A movimentação reforça o distanciamento político entre Silvana e o prefeito de Santo André, Edglei. No último dia 11 de agosto, a ex-prefeita já havia sinalizado o rompimento ao anunciar que votará em Adriano Galdino para deputado estadual, contrariando a orientação política do prefeito.

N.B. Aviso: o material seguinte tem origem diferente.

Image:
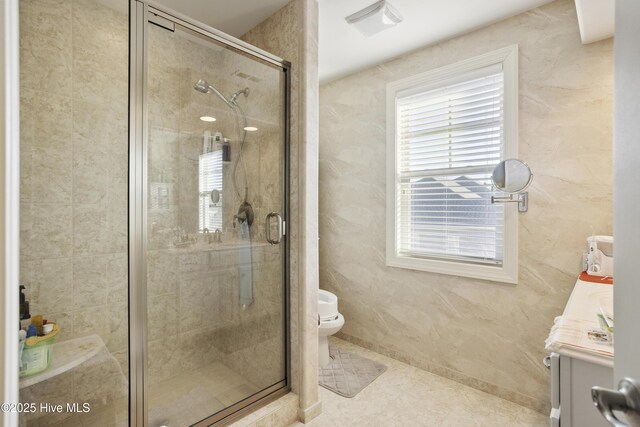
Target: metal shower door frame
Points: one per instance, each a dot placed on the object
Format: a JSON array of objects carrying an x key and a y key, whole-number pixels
[{"x": 140, "y": 13}]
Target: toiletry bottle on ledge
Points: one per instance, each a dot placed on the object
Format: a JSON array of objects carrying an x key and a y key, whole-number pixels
[
  {"x": 226, "y": 151},
  {"x": 207, "y": 145},
  {"x": 25, "y": 316}
]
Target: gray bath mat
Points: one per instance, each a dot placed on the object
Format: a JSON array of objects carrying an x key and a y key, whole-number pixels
[{"x": 348, "y": 373}]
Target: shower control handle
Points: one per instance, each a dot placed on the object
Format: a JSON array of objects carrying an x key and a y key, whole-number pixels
[{"x": 278, "y": 238}]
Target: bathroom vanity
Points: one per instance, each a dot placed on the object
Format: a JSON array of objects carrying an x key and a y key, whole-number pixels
[{"x": 578, "y": 361}]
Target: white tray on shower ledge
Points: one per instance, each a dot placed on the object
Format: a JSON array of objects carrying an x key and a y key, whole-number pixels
[{"x": 67, "y": 355}]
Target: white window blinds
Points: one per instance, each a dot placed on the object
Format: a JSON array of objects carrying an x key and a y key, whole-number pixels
[
  {"x": 448, "y": 140},
  {"x": 210, "y": 178}
]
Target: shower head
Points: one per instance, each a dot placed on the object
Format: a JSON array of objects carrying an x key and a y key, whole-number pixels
[
  {"x": 244, "y": 92},
  {"x": 204, "y": 87}
]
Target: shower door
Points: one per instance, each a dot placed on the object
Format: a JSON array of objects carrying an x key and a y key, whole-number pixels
[{"x": 208, "y": 255}]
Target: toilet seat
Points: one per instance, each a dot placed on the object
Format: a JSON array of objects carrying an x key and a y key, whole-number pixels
[{"x": 332, "y": 323}]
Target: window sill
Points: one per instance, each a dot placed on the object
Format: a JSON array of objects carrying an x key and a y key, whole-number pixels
[{"x": 501, "y": 273}]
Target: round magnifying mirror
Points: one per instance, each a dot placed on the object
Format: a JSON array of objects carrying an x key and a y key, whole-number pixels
[
  {"x": 215, "y": 196},
  {"x": 511, "y": 176}
]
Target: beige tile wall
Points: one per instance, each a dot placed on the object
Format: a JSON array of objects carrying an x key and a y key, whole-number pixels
[
  {"x": 73, "y": 229},
  {"x": 489, "y": 335}
]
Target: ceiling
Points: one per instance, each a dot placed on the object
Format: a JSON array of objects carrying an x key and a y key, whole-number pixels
[
  {"x": 232, "y": 17},
  {"x": 343, "y": 50}
]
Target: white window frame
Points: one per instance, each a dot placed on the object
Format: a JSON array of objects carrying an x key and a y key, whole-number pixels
[{"x": 508, "y": 271}]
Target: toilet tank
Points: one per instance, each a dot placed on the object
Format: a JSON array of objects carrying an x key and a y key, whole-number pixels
[{"x": 327, "y": 305}]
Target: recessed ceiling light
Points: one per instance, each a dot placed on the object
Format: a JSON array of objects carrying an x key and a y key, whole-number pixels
[{"x": 375, "y": 18}]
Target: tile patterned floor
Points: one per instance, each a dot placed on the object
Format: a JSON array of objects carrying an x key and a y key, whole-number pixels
[
  {"x": 410, "y": 397},
  {"x": 189, "y": 398}
]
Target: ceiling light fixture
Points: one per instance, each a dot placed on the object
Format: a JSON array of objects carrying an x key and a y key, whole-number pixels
[{"x": 375, "y": 18}]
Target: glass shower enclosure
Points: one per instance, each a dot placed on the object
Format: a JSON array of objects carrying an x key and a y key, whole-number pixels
[
  {"x": 208, "y": 201},
  {"x": 154, "y": 157}
]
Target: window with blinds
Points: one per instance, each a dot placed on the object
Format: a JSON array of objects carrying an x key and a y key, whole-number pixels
[
  {"x": 210, "y": 178},
  {"x": 449, "y": 134}
]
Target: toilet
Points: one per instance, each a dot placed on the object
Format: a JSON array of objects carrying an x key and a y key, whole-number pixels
[{"x": 329, "y": 323}]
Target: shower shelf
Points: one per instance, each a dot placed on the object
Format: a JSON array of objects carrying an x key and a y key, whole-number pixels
[
  {"x": 67, "y": 355},
  {"x": 215, "y": 247}
]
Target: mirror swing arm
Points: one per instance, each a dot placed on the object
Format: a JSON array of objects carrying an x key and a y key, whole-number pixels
[
  {"x": 512, "y": 176},
  {"x": 522, "y": 200}
]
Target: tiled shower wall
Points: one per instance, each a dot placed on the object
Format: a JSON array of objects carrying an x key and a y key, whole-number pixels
[
  {"x": 74, "y": 77},
  {"x": 74, "y": 113},
  {"x": 194, "y": 291},
  {"x": 73, "y": 230}
]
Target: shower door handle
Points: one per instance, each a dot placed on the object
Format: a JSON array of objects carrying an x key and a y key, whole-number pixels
[
  {"x": 278, "y": 239},
  {"x": 626, "y": 399}
]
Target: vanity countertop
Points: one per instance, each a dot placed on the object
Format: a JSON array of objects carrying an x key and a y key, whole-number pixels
[{"x": 570, "y": 333}]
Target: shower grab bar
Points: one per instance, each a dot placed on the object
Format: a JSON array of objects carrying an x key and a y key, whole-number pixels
[{"x": 268, "y": 227}]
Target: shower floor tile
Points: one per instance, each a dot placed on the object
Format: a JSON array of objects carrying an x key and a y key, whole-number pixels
[
  {"x": 186, "y": 399},
  {"x": 408, "y": 396}
]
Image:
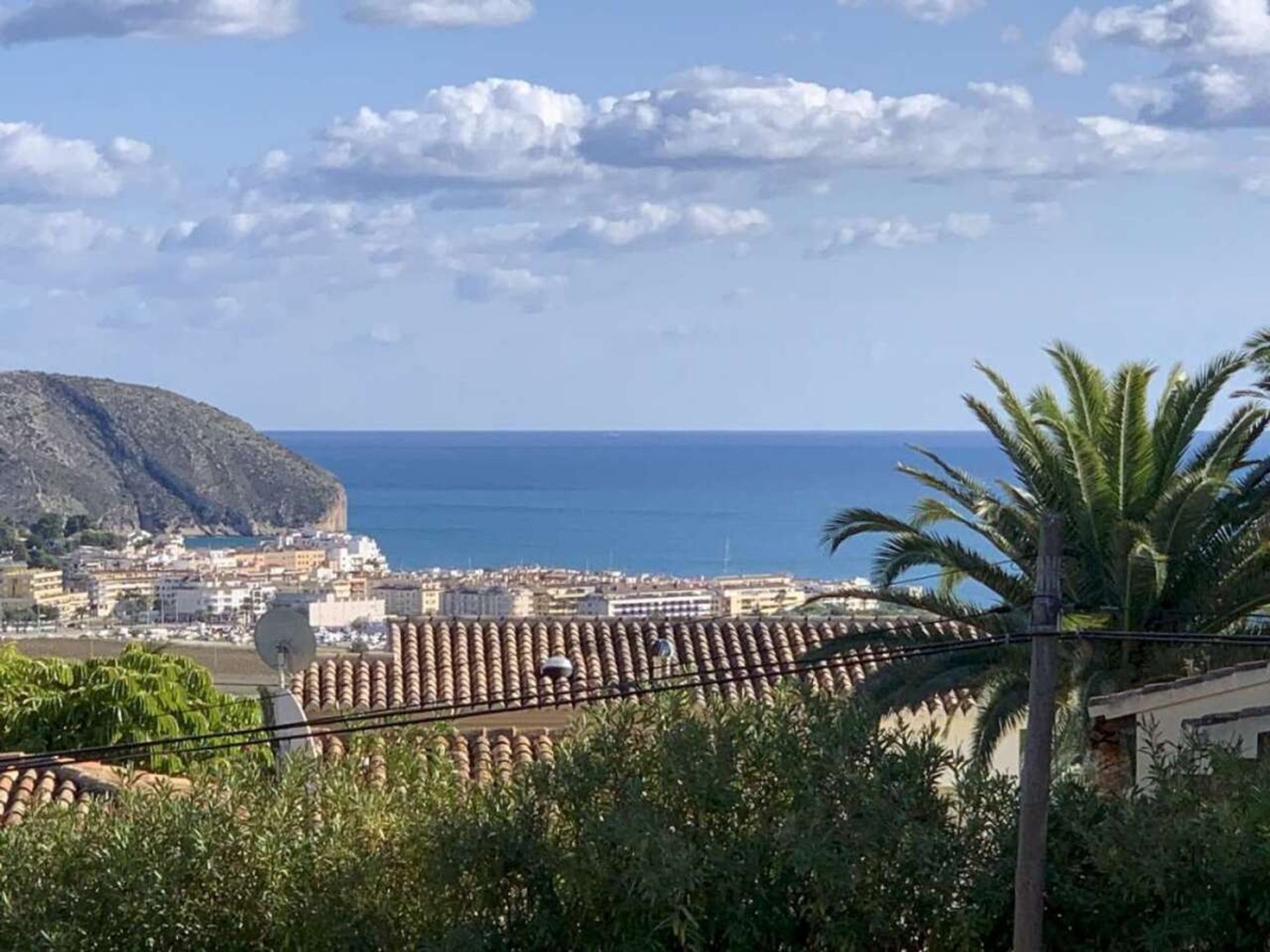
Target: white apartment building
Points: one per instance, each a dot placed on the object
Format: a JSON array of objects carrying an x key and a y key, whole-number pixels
[
  {"x": 190, "y": 600},
  {"x": 488, "y": 602},
  {"x": 325, "y": 611},
  {"x": 669, "y": 603},
  {"x": 407, "y": 598},
  {"x": 355, "y": 554},
  {"x": 863, "y": 604},
  {"x": 743, "y": 596}
]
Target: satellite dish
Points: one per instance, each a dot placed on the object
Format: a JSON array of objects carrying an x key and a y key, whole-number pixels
[
  {"x": 663, "y": 649},
  {"x": 285, "y": 640},
  {"x": 556, "y": 666}
]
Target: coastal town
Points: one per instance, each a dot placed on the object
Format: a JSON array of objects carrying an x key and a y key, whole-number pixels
[{"x": 160, "y": 587}]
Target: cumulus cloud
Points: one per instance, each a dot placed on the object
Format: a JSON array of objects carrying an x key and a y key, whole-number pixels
[
  {"x": 658, "y": 225},
  {"x": 441, "y": 13},
  {"x": 520, "y": 285},
  {"x": 900, "y": 233},
  {"x": 290, "y": 229},
  {"x": 506, "y": 134},
  {"x": 926, "y": 11},
  {"x": 58, "y": 19},
  {"x": 497, "y": 143},
  {"x": 1194, "y": 30},
  {"x": 714, "y": 120},
  {"x": 1214, "y": 95},
  {"x": 59, "y": 233},
  {"x": 36, "y": 165}
]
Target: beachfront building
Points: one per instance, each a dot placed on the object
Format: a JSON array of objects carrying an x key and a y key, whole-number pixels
[
  {"x": 657, "y": 603},
  {"x": 31, "y": 587},
  {"x": 560, "y": 601},
  {"x": 292, "y": 561},
  {"x": 212, "y": 600},
  {"x": 745, "y": 596},
  {"x": 1228, "y": 706},
  {"x": 325, "y": 610},
  {"x": 127, "y": 590},
  {"x": 488, "y": 602},
  {"x": 407, "y": 597}
]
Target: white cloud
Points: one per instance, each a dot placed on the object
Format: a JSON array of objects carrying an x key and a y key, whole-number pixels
[
  {"x": 1209, "y": 95},
  {"x": 520, "y": 285},
  {"x": 1193, "y": 30},
  {"x": 927, "y": 11},
  {"x": 900, "y": 233},
  {"x": 291, "y": 229},
  {"x": 59, "y": 233},
  {"x": 503, "y": 134},
  {"x": 441, "y": 13},
  {"x": 56, "y": 19},
  {"x": 1003, "y": 93},
  {"x": 714, "y": 120},
  {"x": 658, "y": 225},
  {"x": 36, "y": 165}
]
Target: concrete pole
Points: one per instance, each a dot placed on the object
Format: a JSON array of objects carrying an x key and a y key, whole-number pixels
[{"x": 1038, "y": 748}]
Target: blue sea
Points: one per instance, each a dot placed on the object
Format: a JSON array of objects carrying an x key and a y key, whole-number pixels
[{"x": 681, "y": 503}]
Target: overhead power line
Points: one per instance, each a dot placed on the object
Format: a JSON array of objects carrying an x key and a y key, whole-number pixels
[
  {"x": 441, "y": 705},
  {"x": 447, "y": 713}
]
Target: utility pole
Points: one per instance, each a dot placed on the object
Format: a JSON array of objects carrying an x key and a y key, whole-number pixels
[{"x": 1038, "y": 746}]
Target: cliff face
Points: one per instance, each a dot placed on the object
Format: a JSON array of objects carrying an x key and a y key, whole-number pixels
[{"x": 143, "y": 457}]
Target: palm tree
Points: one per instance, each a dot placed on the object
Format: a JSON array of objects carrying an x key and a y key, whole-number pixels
[{"x": 1165, "y": 530}]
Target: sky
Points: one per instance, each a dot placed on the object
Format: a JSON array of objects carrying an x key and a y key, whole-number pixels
[{"x": 600, "y": 215}]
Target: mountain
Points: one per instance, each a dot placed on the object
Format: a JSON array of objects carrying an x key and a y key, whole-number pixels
[{"x": 143, "y": 457}]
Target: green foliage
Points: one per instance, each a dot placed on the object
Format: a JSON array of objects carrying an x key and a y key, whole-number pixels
[
  {"x": 1165, "y": 530},
  {"x": 659, "y": 826},
  {"x": 48, "y": 703}
]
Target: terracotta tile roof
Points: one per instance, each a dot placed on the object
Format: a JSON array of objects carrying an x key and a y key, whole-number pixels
[
  {"x": 466, "y": 662},
  {"x": 69, "y": 785}
]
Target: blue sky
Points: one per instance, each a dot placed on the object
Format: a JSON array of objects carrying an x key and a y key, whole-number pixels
[{"x": 554, "y": 214}]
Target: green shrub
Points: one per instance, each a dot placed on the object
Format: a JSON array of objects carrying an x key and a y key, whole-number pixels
[{"x": 659, "y": 826}]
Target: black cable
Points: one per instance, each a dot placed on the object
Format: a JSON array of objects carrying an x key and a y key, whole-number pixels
[
  {"x": 705, "y": 680},
  {"x": 143, "y": 746},
  {"x": 491, "y": 707}
]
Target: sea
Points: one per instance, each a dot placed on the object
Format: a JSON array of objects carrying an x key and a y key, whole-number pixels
[{"x": 679, "y": 503}]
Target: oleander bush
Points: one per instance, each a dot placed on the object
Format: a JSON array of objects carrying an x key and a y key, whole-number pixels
[
  {"x": 658, "y": 826},
  {"x": 143, "y": 694}
]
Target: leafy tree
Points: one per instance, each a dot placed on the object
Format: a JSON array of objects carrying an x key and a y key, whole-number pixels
[
  {"x": 99, "y": 537},
  {"x": 48, "y": 703},
  {"x": 48, "y": 527},
  {"x": 798, "y": 825},
  {"x": 1165, "y": 530},
  {"x": 77, "y": 524}
]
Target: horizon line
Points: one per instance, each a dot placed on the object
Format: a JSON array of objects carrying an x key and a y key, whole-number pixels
[{"x": 613, "y": 430}]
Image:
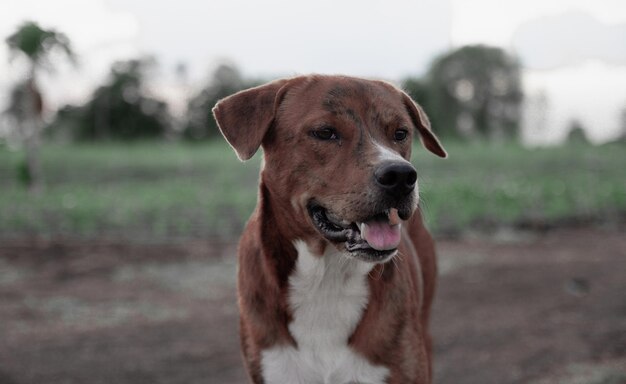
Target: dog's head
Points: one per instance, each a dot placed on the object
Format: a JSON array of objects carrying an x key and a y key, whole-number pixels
[{"x": 337, "y": 149}]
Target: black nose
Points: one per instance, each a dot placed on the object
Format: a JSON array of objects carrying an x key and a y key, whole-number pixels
[{"x": 396, "y": 178}]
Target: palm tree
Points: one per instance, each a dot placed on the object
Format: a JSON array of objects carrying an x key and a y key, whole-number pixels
[{"x": 36, "y": 45}]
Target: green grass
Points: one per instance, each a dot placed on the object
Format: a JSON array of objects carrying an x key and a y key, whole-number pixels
[{"x": 164, "y": 190}]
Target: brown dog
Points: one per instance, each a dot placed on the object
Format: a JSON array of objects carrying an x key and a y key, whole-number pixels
[{"x": 336, "y": 270}]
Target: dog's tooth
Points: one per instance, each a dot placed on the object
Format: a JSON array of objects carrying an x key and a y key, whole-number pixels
[{"x": 394, "y": 218}]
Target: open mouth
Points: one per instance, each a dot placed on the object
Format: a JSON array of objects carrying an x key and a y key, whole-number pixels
[{"x": 373, "y": 239}]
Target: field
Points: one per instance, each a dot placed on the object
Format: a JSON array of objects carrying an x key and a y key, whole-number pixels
[
  {"x": 123, "y": 271},
  {"x": 156, "y": 191}
]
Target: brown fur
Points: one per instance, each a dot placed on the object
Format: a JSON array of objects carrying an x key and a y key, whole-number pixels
[{"x": 279, "y": 116}]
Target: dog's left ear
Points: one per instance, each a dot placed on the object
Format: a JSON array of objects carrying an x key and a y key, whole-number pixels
[
  {"x": 245, "y": 117},
  {"x": 427, "y": 137}
]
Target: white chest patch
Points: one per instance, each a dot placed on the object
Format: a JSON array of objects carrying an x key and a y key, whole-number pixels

Apesar do afastamento, Edglei mantém uma base política considerada fortalecida no município. O grupo conta com o vice-prefeito, os sete vereadores da base governista, todos os suplentes ligados ao grupo, além de outras lideranças locais, como Fabrício da Malhada Alegre.

Outro ponto que chama atenção no cenário político é a posição de Zenaldo Marinho e Assis Benjamim, irmão e cunhado de Silvana, respectivamente. Os dois decidiram permanecer no grupo de Edglei, acompanhando os candidatos apoiados pelo prefeito e não aderindo ao movimento de oposição liderado por Silvana.

As recentes movimentações começam a mexer com o tabuleiro político de Santo André e já alimentam especulações sobre a sucessão municipal de 2028. O cenário ainda está em construção, mas as articulações antecipadas aumentam a expectativa em torno de possíveis candidaturas a prefeito e vice-prefeito.

Nos bastidores da política local, uma das perguntas que começa a ganhar força é: a oposição de Santo André, formada por lideranças como Júnior, Patrícia, Neguinho e Arimatéa, aceitará ser liderada por Silvana Marinho nas eleições de 2028?

Até lá, o cenário deve passar por novas alianças, rompimentos e mudanças de posicionamento, que poderão definir os rumos da disputa municipal.